Published: November 2023

AI Article Synopsis

  • Recent trials indicate that empagliflozin and dapagliflozin effectively reduce cardiovascular death and hospitalization for heart failure in patients with mid-range and preserved ejection fractions when used with standard heart failure treatments.
  • Results from the EMPEROR-Preserved and DELIVER studies highlight a significant decrease in hospitalizations due to heart failure, suggesting these drugs may offer a class-wide benefit, particularly for patients with ejection fractions between 41% and 65%.
  • SGLT-2 inhibitors are emerging as a vital pharmacological option for improving cardiovascular outcomes in heart failure with preserved ejection fraction, positioning them as a standard treatment in managing the condition.

Article Abstract

Objective: Results from large placebo-controlled randomized trials in patients with heart failure with mid-range ejection fraction (HFmrEF) and HF with preserved EF (HFpEF) have become available recently. This article discusses results of these clinical trials.

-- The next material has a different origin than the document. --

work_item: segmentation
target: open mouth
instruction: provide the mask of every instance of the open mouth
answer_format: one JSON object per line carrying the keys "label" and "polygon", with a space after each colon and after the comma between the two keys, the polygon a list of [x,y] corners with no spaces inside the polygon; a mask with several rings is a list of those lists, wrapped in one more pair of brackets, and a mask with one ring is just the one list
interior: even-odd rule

Data Sources: Peer-reviewed articles were identified from MEDLINE (1966 to December 31, 2022) using search terms dapagliflozin, empagliflozin, SGLT-2Is, HFmrEF, and HFpEF.

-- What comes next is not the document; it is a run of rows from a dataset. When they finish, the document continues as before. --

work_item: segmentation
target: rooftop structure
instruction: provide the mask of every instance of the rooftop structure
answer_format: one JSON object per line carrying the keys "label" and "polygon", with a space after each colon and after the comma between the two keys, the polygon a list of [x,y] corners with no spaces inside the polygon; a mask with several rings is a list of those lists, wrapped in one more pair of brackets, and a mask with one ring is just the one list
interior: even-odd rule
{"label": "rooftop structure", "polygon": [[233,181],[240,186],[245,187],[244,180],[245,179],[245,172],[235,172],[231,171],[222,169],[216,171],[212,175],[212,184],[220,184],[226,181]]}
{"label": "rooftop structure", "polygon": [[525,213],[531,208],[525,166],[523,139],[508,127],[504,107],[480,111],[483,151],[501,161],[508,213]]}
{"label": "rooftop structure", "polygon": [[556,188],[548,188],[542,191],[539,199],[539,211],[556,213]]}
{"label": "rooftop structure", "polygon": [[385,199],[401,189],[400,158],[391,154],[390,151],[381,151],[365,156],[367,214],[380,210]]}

Study Selection And Data Extraction: Eight completed, pertinent clinical trials were included.

Data Synthesis: EMPEROR-Preserved, and DELIVER demonstrated that empagliflozin and dapagliflozin reduce CV death and heart failure hospitalization (HHF) in patients with HFmrEF and HFpEF, with/without diabetes when added to a standard heart failure (HF) regimen. The benefit is primarily due to reduction in HHF. Additional data from post hoc analyses of trials of dapagliflozin, ertugliflozin, and sotagliflozin suggest that these benefits may be a class effect. Benefits appear greatest in patients with left ventricular ejection fraction 41% up to about 65%.

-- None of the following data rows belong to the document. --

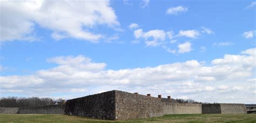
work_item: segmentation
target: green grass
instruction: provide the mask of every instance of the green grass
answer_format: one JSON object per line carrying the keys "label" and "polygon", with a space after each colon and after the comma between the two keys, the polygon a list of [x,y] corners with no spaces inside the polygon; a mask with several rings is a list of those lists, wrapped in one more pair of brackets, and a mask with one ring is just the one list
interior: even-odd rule
{"label": "green grass", "polygon": [[256,114],[172,114],[143,119],[109,121],[50,114],[0,114],[0,122],[256,122]]}

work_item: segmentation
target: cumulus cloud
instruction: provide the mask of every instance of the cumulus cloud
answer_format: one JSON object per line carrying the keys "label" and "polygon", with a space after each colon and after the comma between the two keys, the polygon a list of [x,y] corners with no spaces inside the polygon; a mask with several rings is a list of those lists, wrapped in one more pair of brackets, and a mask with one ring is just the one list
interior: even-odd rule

Relevance To Patient Care And Clinical Practice: While many pharmacologic treatments have been proven to reduce mortality and improve cardiovascular (CV) outcomes in people with HFmrEF and HF with reduced EF (HFrEF), there are few therapy which improve CV outcome in people with HFpEF. SGLT-2I become one of the first class of pharmacologic agent that can be used to reduce HHF and CV mortality.

Conclusion: Studies showed that empagliflozin and dapagliflozin reduce the combined risk of CV death or HHF in patients with HFmrEF and HFpEF when added to a standard HF regimen. Given that benefit has now been demonstrated across the spectrum of HF, SGLT-2Is should be considered one of the standard HF pharmacotherapy.